ATI RN
ATI Mental Health
1. A client with schizophrenia is experiencing auditory hallucinations. Which intervention should the nurse implement to address this symptom?
- A. Encourage the client to discuss the voices.
- B. Tell the client that the voices are not real.
- C. Provide reality-based feedback to the client.
- D. Distract the client from the voices.
Correct answer: C
Rationale: When a client with schizophrenia is experiencing auditory hallucinations, providing reality-based feedback is a therapeutic intervention. This helps the client differentiate between what is real and what is not, aiding in reducing the impact of hallucinations. Encouraging the client to discuss the voices may validate the hallucinations, telling the client that the voices are not real dismisses their experience, and distracting the client may not address the underlying issue of the hallucinations.
2. A teenage boy is attracted to a female teacher. Without objective evidence, a school nurse overhears the boy state, 'I know she wants me.' This statement reflects which defense mechanism?
- A. Displacement
- B. Projection
- C. Rationalization
- D. Sublimation
Correct answer: B
Rationale: The correct answer is B: Projection. The nurse should determine that the client's statement reflects the defense mechanism of projection. Projection refers to the attribution of one's unacceptable feelings or impulses to another person. In this case, the boy is projecting his own desires onto the female teacher, believing that she wants him. By externalizing his feelings, the boy reduces his anxiety and discomfort about his own attraction. Displacement involves transferring emotions from one target to another, not attributing one's own feelings to others. Rationalization involves creating logical explanations for unacceptable behaviors, not projecting feelings onto others. Sublimation is the channeling of unacceptable impulses into socially acceptable actions, which is not demonstrated in this scenario.
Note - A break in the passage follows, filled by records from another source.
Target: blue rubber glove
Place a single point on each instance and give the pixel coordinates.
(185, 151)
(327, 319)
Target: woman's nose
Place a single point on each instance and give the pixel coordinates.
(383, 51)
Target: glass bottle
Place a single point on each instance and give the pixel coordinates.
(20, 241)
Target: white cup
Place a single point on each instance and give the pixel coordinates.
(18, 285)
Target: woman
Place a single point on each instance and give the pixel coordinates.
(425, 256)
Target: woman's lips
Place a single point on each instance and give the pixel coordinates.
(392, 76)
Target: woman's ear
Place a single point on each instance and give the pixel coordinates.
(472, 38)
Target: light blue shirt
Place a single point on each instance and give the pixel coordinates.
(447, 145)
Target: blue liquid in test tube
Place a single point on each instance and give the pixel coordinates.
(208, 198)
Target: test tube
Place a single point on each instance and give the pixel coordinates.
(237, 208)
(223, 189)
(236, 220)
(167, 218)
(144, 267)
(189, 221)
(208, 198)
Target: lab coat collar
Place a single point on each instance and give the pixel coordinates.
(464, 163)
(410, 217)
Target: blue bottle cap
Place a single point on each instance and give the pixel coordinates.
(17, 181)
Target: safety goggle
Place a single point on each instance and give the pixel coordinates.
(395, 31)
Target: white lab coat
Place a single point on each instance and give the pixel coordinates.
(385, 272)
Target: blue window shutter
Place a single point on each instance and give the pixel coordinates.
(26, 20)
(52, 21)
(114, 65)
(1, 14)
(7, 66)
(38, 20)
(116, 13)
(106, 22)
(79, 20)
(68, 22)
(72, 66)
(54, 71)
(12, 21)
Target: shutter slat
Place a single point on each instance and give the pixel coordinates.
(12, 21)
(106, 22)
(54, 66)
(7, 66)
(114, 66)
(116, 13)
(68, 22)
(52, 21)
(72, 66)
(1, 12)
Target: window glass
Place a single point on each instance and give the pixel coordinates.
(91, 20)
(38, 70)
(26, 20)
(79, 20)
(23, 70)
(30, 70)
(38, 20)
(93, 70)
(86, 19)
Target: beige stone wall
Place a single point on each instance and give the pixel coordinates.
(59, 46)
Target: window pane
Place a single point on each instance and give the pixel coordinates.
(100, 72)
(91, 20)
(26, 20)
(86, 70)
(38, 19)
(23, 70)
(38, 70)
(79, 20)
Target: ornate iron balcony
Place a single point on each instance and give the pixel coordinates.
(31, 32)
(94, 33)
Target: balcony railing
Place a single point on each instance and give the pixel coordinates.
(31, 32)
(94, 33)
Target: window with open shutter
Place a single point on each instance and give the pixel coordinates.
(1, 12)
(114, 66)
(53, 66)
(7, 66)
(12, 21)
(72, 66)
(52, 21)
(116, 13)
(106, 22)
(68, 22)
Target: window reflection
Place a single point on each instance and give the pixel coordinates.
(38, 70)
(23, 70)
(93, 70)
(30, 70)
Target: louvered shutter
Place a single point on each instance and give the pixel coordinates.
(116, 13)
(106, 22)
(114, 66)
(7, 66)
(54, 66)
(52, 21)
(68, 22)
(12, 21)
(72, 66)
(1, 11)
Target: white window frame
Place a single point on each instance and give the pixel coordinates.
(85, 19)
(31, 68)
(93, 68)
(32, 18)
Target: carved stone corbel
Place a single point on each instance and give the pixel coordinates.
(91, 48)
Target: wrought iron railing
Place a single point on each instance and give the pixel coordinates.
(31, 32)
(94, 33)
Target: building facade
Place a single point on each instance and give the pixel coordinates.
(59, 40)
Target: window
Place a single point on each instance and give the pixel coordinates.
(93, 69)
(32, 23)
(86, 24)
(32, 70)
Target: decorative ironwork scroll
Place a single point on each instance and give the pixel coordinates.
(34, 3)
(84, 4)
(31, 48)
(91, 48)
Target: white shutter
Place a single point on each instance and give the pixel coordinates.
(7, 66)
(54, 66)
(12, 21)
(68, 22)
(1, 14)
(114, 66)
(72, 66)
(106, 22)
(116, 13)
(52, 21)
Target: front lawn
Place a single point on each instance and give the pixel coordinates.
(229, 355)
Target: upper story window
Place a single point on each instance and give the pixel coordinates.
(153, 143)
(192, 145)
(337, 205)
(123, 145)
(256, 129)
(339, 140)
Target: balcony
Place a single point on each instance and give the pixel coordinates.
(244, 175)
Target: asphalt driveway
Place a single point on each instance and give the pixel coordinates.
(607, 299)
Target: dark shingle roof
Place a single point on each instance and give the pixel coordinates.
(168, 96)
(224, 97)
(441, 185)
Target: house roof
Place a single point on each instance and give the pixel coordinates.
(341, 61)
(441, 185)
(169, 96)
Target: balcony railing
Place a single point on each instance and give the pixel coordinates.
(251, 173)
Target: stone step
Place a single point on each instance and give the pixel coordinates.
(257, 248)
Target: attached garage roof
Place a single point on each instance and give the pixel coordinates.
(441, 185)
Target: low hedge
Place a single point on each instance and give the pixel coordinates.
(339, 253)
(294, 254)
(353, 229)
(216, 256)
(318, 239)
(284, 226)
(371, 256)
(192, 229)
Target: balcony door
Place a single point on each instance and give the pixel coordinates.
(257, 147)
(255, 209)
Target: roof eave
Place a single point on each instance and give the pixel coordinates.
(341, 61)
3. When assessing a client experiencing severe anxiety, which symptom should the nurse expect to observe?
- A. Restlessness
- B. Rapid heart rate
- C. Sweating
- D. Dry mouth
Correct answer: B
Rationale: When a client is experiencing severe anxiety, a rapid heart rate is a common physiological response. This increased heart rate is due to the body's fight-or-flight response, where adrenaline is released, causing the heart to beat faster. Monitoring the client's heart rate is crucial in assessing and managing their anxiety. Restlessness (choice A) can also be present in anxiety but is more of a behavioral manifestation rather than a physiological symptom. Sweating (choice C) can occur in anxiety, but it is not as specific or consistent as a rapid heart rate. Dry mouth (choice D) is associated with anxiety but is not as immediate or directly linked to the body's physiological response to stress as a rapid heart rate.
4. A fourth-grade student teases and makes jokes about a cute girl in his class. This behavior should be identified by a professional as indicative of which defense mechanism?
- A. Displacement
- B. Projection
- C. Reaction formation
- D. Sublimation
Correct answer: C
Rationale: The professional should identify that the student is using reaction formation as a defense mechanism. Reaction formation involves expressing opposite thoughts or behaviors to prevent undesirable thoughts from being expressed. In this scenario, the student's teasing and joking behavior towards the girl can be seen as a way to cover up or mask his true feelings or desires towards her. Displacement involves redirecting emotions from the original source to a substitute target; Projection involves attributing one's undesirable feelings to others; Sublimation involves channeling unacceptable impulses into socially acceptable activities. Therefore, in this case, the student's behavior aligns most closely with reaction formation.
5. Which of the following are potential side effects of electroconvulsive therapy (ECT)? Select one that does not apply.
- A. Short-term memory loss
- B. Headache
- C. Confusion
- D. Tardive dyskinesia
Correct answer: D
Rationale: Potential side effects of ECT include short-term memory loss, headache, confusion, and nausea. Tardive dyskinesia is not a side effect of ECT; it is associated with long-term use of antipsychotic medications, particularly antipsychotics that block dopamine receptors over time. ECT is primarily used for severe depression, bipolar disorder, and certain psychotic disorders. The other choices, short-term memory loss, headache, and confusion, are known side effects of ECT and are usually short-term and manageable.